Ad Fraud. How to Protect Your Company and Marketing Dollars

Updated 08/21/2021

IT and Business Operations

If you’re paying for online ads, it’s likely that not all your advertising efforts are seen by humans, but are instead viewed by bots. It’s called ad fraud, and according to HP Enterprise's Business of Hacking report, ad fraud will cost businesses $100 million a day by 2023.

Ad fraud poses both a cybersecurity risk as well as a risk to wasting your marketing spend, in fact you could be losing up to 30% of your marketing dollars on ad fraud. In this article, we’ll cover both topics.

What is Ad Fraud?

Ad fraud is a deliberate attempt to serve ads that have no potential to be viewed by a human user for the purpose of generating fake traffic. When a bot visits your ad, the advertiser still gets paid but you’ve just wasted precious dollars on the fake click.

Criminals can manipulate digital ad revenue in multiple ways, such as designing a fraudulent website, hosting ads, and then creating bots to click or view the ad many more times than humans would. This makes the ad owner pay more for the views and skews the marketing data.

How is Ad Fraud a Cybersecurity Threat?

Other types of ad fraud include hackers creating their own ads and injecting them into legitimate websites without permission. These ads can generate money based on the number of times they are viewed or lead to malicious downloads when clicked.

For example, your top salesperson clicks on an ad from his laptop, and lands on a malicious website which infects his computer with malware. Later that day, he VPNs into the corporate network and unknowingly infects the corporate network with the malware.

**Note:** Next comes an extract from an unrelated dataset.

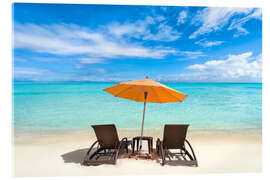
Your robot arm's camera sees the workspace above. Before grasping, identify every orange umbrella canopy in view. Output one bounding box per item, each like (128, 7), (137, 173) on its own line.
(104, 78), (187, 103)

We suggest treating ad fraud as you would any other cybercrime. Use business grade security tools for your office and your at-home workforce, such as DNS filtering, advanced AI endpoint security with continuous monitoring, anti-spam, and dark web monitoring.

How Can I Protect My Online Ad Dollars?

Strengthen your human firewall by educating your marketing department about ad fraud and to look for these signs, according to MarketingProfs:

  • High clicks, but low conversions.
  • Traffic sources are obscured. That is if you notice that “…a high proportion of traffic from limit-ad-tracking (LAT) enabled devices, new or unique devices, or VPN or anonymized visitors, it could be fraudulent activity being intentionally obscured.”
  • Odd user behavior such as multiple clicks from the same user simultaneously.

There are fraud detection tools on the market to help you.